Quand le mercure grimpe jusqu’à 42°C à l’extérieur et que les thermomètres affichent encore 29°C à l’intérieur, même les gestes du quotidien deviennent pénibles. Face à ces températures extrêmes, une astuce ancestrale venue de Grèce refait surface et promet un soulagement immédiat, sans recourir à la climatisation énergivore.
Une technique transmise de génération en génération
Adeline, rédactrice pour comment-economiser.fr, partage une méthode héritée de sa grand-mère, qui “a vécu en Grèce pendant longtemps”. Cette technique, aussi simple qu’efficace, repose sur l’utilisation d’un tissu humide placé à un endroit précis du corps.
Le principe ? Rafraîchir l’organisme de l’intérieur en agissant directement sur la circulation sanguine. Cette approche naturelle permet de combattre la chaleur pendant plusieurs heures, sans consommer d’électricité.
Le poignet gauche : un point stratégique du corps
L’emplacement du tissu n’est pas anodin. Il doit être positionné exclusivement sur “le poignet gauche uniquement”, là où “on sent le pouls qui bat”. À cet endroit précis, l’artère radiale se trouve au plus près de la surface de la peau.
Cette artère, qui “relie le cœur à l’extrémité du bras”, est “la plus proche de la peau” à ce niveau. Elle “capte donc la fraîcheur du foulard” et permet au “sang d’être alors rafraîchi”. Celui-ci “circule ensuite dans le corps en apportant une sensation agréable”.
Un refroidissement corporel naturel
Le mécanisme s’apparente à “un peu comme si on refroidissait le corps de l’intérieur”. Le sang rafraîchi parcourt l’ensemble de l’organisme, diffusant une fraîcheur bienvenue qui se maintient durablement pendant plusieurs heures.
Quel tissu choisir pour cette astuce anti-chaleur
Pas besoin d’équipement sophistiqué. “Un simple bandana” ou “n’importe quel morceau de tissu” fait l’affaire, à condition de respecter quelques critères essentiels.
Le textile doit être dans “une matière non synthétique” et pouvoir être enroulé puis noué autour du poignet. Parmi les options disponibles : “un bout de t-shirt usé, une taie d’oreiller qu’on découpe, un torchon…”
L’avantage de cette méthode réside dans sa simplicité. Elle est “facile, rapide et efficace”, et agit “naturellement sans clim qui consomme de l’énergie. Ni ventilateur qui brasse de l’air, mais ne le refroidit pas”.
D’autres zones du corps à rafraîchir en complément
Lors d’un trajet de “8 heures en voiture sans clim”, Adeline a expérimenté une variante de cette technique. Elle a utilisé “2 torchons en coton” préalablement mouillés, placés à des endroits stratégiques du corps.
Les genoux et le cou comme alliés anti-canicule
Le premier torchon se place sur “les genoux/jambes”, le second sur “les épaules et le cou”. Cette disposition permet de maintenir ces zones au frais pendant près d’une heure.
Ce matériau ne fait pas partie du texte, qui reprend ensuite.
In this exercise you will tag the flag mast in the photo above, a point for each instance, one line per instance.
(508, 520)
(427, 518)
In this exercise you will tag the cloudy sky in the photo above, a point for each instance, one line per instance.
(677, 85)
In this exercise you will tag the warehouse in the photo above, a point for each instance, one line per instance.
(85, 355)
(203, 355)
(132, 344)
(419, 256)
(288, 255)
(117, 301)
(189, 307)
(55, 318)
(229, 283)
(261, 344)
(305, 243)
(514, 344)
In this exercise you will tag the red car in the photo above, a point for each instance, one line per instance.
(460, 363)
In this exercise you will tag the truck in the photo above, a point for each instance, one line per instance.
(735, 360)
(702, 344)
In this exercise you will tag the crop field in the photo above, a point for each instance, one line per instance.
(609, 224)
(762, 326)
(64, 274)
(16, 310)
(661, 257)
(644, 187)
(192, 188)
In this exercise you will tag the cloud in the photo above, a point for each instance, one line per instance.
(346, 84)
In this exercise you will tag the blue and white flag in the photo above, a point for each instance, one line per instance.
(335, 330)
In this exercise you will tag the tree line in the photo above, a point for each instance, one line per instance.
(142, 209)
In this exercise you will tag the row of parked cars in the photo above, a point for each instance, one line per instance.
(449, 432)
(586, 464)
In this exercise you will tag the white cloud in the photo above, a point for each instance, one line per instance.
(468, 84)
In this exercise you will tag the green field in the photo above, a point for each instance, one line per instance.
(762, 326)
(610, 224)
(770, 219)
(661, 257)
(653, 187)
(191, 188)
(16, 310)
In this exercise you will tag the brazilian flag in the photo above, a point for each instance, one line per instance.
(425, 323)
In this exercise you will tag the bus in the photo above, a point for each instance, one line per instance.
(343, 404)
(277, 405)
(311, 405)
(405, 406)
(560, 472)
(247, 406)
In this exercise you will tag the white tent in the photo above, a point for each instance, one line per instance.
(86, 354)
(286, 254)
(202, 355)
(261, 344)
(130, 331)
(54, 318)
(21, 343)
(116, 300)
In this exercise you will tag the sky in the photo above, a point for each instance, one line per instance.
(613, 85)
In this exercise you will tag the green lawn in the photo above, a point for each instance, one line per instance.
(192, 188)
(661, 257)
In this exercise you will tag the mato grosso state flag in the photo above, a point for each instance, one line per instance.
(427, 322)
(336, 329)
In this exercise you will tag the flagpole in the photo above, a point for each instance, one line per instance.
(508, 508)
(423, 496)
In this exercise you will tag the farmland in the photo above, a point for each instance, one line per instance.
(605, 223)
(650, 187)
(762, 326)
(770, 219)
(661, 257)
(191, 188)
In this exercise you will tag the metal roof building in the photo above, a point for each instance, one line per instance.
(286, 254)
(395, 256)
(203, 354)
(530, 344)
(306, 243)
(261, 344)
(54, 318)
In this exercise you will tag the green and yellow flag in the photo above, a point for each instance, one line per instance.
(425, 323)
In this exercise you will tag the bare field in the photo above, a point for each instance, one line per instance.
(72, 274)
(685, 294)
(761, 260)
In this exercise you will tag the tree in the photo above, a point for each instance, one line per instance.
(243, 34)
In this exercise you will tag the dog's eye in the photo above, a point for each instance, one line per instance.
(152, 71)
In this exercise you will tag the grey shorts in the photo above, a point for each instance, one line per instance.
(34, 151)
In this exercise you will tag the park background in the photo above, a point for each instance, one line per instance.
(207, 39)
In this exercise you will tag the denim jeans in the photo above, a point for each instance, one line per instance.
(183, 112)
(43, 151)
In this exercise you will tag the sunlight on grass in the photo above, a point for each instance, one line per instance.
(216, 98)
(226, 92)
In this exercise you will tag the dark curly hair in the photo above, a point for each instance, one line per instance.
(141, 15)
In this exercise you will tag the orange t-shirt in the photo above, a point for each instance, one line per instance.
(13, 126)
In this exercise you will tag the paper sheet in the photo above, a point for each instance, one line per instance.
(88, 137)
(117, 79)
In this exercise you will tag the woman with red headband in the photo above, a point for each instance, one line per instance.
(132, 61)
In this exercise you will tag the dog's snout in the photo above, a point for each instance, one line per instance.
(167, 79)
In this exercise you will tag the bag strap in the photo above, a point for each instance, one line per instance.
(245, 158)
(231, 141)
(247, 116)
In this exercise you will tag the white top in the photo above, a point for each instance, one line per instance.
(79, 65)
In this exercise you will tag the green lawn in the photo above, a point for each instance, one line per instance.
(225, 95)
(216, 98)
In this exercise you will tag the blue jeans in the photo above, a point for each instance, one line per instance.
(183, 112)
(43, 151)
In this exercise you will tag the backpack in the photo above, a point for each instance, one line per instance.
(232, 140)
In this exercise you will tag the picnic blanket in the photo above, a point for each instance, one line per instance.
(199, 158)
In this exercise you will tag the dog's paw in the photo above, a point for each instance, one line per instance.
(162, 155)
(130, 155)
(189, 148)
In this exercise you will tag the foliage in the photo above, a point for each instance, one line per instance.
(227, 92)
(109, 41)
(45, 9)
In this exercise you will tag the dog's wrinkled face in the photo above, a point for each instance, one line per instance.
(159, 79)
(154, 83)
“Les genoux et le cou sont deux parties du corps sensibles aux variations de température”. Les garder froides “donne l’impression à tout l’organisme qu’il peut supporter et lutter contre la canicule”. Avec un peu d’air en circulation, cela “procure une vraie sensation fraîche”.
Un conseil pratique pour les longs trajets
L’astuce consiste à renouveler l’opération régulièrement. La recommandation est claire : “De mouiller les torchons dès que vous faites une pause sur la route”. Cette routine simple garantit un confort thermique optimal tout au long du déplacement.
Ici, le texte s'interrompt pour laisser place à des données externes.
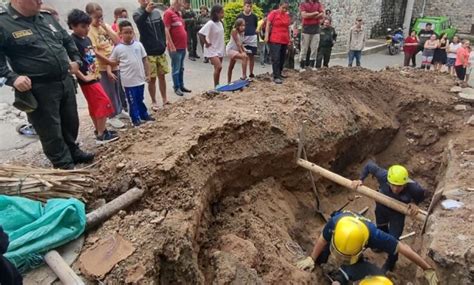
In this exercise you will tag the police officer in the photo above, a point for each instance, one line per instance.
(345, 237)
(42, 57)
(396, 184)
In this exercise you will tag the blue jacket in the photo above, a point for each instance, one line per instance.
(412, 192)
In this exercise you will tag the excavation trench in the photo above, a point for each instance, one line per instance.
(236, 203)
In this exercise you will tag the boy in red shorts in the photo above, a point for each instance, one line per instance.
(100, 107)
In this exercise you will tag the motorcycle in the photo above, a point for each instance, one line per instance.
(394, 41)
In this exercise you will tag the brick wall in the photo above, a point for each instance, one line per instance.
(378, 15)
(461, 12)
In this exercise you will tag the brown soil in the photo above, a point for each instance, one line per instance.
(222, 169)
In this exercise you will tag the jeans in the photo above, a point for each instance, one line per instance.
(264, 54)
(277, 54)
(135, 97)
(460, 72)
(324, 55)
(56, 120)
(357, 54)
(408, 56)
(392, 223)
(309, 41)
(177, 68)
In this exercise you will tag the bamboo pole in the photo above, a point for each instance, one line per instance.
(364, 190)
(62, 270)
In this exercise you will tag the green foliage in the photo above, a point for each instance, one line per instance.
(232, 10)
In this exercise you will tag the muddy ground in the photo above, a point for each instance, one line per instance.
(221, 169)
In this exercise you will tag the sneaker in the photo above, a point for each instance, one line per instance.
(79, 156)
(149, 119)
(123, 115)
(106, 137)
(116, 123)
(105, 131)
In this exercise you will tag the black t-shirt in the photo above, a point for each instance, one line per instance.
(424, 35)
(84, 45)
(251, 22)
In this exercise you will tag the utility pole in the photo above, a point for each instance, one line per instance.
(408, 15)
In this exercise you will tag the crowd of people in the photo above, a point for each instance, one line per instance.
(456, 55)
(113, 65)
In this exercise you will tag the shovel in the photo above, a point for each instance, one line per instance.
(302, 153)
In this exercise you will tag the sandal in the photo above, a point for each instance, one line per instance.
(155, 107)
(26, 130)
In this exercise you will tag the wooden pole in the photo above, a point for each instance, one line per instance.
(364, 190)
(94, 218)
(62, 270)
(103, 213)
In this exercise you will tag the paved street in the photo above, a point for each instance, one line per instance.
(198, 77)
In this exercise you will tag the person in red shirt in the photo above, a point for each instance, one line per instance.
(312, 12)
(176, 41)
(277, 36)
(410, 48)
(462, 60)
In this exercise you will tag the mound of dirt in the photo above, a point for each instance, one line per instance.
(223, 169)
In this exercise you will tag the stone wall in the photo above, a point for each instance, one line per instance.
(461, 12)
(378, 15)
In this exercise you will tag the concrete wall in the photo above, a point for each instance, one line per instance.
(461, 12)
(378, 15)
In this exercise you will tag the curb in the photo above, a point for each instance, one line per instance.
(369, 50)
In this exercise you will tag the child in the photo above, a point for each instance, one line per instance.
(103, 40)
(251, 39)
(203, 18)
(212, 35)
(98, 102)
(119, 15)
(235, 49)
(135, 71)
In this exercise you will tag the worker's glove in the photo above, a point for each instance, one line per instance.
(412, 210)
(430, 276)
(306, 263)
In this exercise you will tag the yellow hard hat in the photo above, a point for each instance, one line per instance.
(350, 237)
(397, 175)
(376, 280)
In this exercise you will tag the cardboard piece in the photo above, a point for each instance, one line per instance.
(99, 259)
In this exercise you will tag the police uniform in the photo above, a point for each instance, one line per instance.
(38, 47)
(378, 240)
(389, 220)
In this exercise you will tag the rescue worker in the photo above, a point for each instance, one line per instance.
(345, 237)
(396, 184)
(42, 57)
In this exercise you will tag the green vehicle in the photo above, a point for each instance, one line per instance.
(440, 26)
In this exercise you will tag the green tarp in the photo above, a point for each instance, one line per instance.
(35, 228)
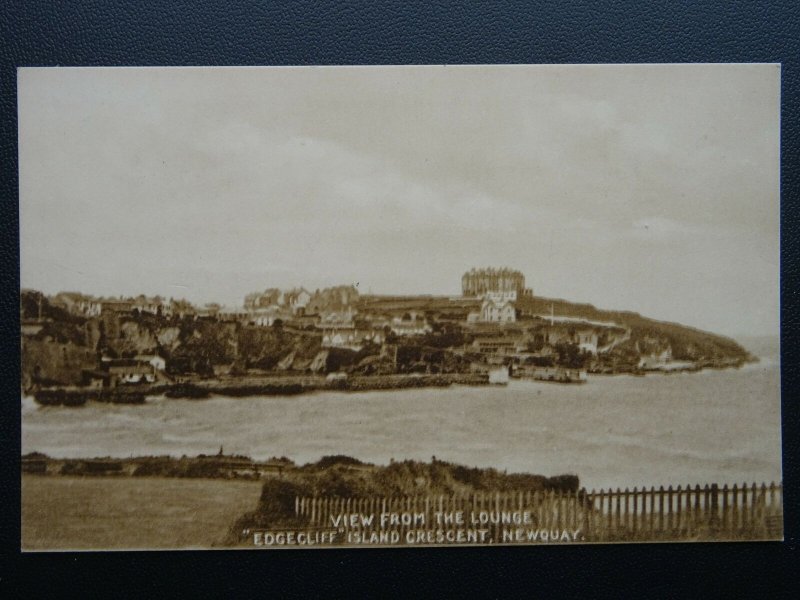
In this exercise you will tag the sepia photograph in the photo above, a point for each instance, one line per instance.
(399, 306)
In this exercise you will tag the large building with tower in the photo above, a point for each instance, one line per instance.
(477, 282)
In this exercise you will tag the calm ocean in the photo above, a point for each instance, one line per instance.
(712, 426)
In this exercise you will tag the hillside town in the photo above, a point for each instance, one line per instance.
(495, 328)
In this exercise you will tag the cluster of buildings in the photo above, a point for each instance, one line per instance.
(491, 295)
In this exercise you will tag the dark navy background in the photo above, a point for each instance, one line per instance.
(247, 32)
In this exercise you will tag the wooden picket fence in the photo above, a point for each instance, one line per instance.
(711, 512)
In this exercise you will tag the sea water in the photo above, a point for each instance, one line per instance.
(613, 431)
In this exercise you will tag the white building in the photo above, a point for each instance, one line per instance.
(498, 307)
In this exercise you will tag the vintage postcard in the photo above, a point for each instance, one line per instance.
(321, 307)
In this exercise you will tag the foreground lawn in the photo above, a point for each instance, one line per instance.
(95, 513)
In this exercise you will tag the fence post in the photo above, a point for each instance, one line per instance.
(602, 521)
(626, 518)
(585, 502)
(714, 503)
Une alternative écologique aux systèmes de refroidissement
Ces techniques ancestrales présentent un double avantage. Elles offrent un soulagement immédiat face aux températures caniculaires tout en préservant l’environnement.
Contrairement aux climatiseurs gourmands en électricité ou aux ventilateurs qui ne font que déplacer l’air chaud, ces méthodes agissent directement sur la thermorégulation corporelle. Une approche qui mérite d’être redécouverte, particulièrement lors des épisodes de forte chaleur qui se multiplient.